US Air Force (USAF) Captain Emily Thompson has become the first female fighter pilot to fly the American stealth fighter jet F-35A, according to a press release by the USAF Central Command.
The press released said earlier this week that Thompson recently flew the fifth-generation jet into battle, after the F-35A lifted off from the Al Dhafra Air Base in the United Arab Emirates en route to an undisclosed location in the Middle East.
In an interview published on the USAF website, she said that “this is my first deployment, so for me it was a pretty big deal, the first combat sortie for me” and that “being the first female” is certainly “a pretty big honour”.
“There’s a lot of females who have come before me and there’s a lot of females already flying combat sorties in other platforms. So just to be the person who gets that honour, that first, it just meant a lot”, Thompson, who is knowns as "Banzai" among her fellow USAF pilots, pointed out.
She remained upbeat about a “bright future” of similar flights, saying that “there is a number of us already in the F-35 and I think the number is just going to continue to grow”.
“It’s a very supportive community, it’s very open, I think the opportunity for women to really excel in the F-35 is definitely there”, she underlined.
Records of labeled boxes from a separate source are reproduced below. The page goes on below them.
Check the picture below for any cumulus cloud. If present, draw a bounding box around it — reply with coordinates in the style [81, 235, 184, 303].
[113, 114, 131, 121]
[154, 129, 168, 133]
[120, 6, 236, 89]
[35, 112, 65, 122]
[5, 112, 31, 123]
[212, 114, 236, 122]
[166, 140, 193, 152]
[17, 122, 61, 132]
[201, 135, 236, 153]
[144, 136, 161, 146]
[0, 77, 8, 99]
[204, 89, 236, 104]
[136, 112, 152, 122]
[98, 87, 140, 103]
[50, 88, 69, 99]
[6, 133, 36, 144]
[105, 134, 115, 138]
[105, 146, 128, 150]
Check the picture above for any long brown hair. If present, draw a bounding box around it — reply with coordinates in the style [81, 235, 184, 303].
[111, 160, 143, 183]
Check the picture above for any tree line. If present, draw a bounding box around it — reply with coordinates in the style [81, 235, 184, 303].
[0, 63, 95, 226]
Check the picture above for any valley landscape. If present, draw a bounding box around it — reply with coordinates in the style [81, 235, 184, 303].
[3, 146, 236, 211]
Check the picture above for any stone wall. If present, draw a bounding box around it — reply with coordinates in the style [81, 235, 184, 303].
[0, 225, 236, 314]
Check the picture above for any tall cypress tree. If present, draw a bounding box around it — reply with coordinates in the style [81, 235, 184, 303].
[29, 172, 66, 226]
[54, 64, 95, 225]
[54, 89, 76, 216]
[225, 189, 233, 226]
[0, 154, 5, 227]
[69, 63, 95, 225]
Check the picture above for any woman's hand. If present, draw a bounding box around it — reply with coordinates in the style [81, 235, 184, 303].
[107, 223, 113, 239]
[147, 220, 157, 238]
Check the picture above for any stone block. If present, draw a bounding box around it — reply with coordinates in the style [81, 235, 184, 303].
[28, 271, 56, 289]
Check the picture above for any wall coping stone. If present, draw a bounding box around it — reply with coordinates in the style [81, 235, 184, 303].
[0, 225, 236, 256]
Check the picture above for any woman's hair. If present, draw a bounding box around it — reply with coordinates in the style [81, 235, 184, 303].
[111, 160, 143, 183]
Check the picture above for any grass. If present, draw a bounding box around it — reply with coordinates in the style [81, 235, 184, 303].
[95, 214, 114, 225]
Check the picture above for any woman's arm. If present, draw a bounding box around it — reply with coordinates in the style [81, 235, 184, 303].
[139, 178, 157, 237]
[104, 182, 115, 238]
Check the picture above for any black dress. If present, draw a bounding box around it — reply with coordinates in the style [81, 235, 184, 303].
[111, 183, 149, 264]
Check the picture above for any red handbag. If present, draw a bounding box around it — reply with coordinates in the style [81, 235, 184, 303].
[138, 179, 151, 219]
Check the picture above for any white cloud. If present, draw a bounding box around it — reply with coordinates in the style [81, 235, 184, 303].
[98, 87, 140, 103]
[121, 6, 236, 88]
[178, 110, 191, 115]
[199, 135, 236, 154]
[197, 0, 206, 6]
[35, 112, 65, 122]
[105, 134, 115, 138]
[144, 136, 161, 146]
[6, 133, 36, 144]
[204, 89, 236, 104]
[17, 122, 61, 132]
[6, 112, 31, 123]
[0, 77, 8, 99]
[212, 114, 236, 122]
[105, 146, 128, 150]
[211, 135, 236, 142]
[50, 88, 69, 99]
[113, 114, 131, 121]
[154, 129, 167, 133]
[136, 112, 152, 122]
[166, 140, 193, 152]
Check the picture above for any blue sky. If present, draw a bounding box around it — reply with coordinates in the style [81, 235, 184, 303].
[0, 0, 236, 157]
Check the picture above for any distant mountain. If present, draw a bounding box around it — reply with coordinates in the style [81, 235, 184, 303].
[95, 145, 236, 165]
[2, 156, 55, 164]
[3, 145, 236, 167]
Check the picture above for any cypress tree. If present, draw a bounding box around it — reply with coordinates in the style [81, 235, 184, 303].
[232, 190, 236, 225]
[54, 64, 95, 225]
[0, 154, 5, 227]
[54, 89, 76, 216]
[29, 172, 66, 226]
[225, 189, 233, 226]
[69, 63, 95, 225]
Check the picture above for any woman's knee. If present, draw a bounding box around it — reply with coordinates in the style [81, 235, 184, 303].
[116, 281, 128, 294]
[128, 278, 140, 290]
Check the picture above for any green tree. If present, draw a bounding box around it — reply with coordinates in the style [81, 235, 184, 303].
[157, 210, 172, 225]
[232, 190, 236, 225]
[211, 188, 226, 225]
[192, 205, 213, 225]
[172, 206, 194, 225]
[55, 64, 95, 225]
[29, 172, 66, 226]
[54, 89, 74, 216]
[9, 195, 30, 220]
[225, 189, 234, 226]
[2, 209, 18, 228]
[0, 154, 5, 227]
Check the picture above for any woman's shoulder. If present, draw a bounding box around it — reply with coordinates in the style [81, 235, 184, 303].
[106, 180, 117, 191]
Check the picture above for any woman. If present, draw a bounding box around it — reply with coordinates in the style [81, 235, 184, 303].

Notably, Thompson had an all-female maintenance crew on the day of her first combat sortie, including Airman First Class Ashlin Randolph.
A weapons load crew member, Randolph admitted that she always gets “really nervous, so I had medics, my lieutenants, and intelligence [personnel] and they were all females”, who were “all there to support me”.
Described as the most expensive warplane in history, the F-35, however, reportedly continues to face an array of technical troubles that could put the lives of its pilots at risk.